August 7, 2019 1:17 PM |

Tropical Storm in the Pacific

The storms or the Typhoons have varied tracks. Like the Storm Wipha moved across the Asian region that is Vietnam, Thailand, Myanmar and later on merged in the Bay of Bengal.

An active pattern for tropical cyclones continues in the West Pacific as Tropical Storm Francisco brought heavy rainfall to South Korea after making landfall in southern Japan on Tuesday morning. As per the Japan Times, Francisco injured at least two people and caused significant travel disruptions.

Aside from flooded roadways, travel was hampered with than 200 flights canceled across southern Japan. Kyushu Railway was also forced to cancel service across many of its lines.

Francisco will remain a tropical storm as it moves into the Sea of Japan by late Wednesday.

Francisco will not be the only tropical threat for Japan and South Korea this week. Both Typhoon Lekima and Tropical Storm Krosa could bring impacts to the region as early as this weekend with further impacts possible next week.

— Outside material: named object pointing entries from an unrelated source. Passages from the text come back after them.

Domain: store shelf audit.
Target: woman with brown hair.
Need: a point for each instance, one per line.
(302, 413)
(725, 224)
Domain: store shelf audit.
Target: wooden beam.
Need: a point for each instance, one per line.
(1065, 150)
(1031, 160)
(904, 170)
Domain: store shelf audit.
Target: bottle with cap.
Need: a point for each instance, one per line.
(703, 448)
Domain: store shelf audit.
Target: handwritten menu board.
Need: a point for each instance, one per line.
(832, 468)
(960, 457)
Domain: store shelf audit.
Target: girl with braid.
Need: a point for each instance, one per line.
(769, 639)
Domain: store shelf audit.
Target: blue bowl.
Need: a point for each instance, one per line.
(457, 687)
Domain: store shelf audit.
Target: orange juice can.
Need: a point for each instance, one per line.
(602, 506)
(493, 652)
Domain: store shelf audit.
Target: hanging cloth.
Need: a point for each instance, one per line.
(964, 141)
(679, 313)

Tropical Storm Lekima organized into a tropical storm on Sunday. It will shortly become a typhoon of Cat I. A general northwest track over the next several days will keep Lekima in the open waters of the Philippine Sea, limiting impacts to land but allowing it to gain size and strength. It is centered at 20.2°N and 128.2°E.

Additional strengthening is forecasted from Thursday into Friday, allowing Lekima to become a large and powerful typhoon of Cat II in the Pacific Ocean.

There is a possibility that Lekima could go through a period of rapid intensification from Thursday to Friday, which could allow the storm to become even stronger. It is very likely to reach the East coast of China in the next three to four days.

The new storm in the Pacific is Krosa which at present is positioned at 20.6°N and 141.6°E. As Krosa tracks to the north and northwest it has the potential to become a Typhoon of Cat I in 24 hours. Eventually, in 72 hours, it might even intensify into a Typhoon of Cat II. This system will move slowly but will intensify and the beauty of this storm is that it will remain over the sea only.

The systems in the Pacific generally preclude the formation of any system in the Bay of Bengal. Also, after the Depression wipes off then the chances are very likely that Monsoon might go mild somewhere around August 10.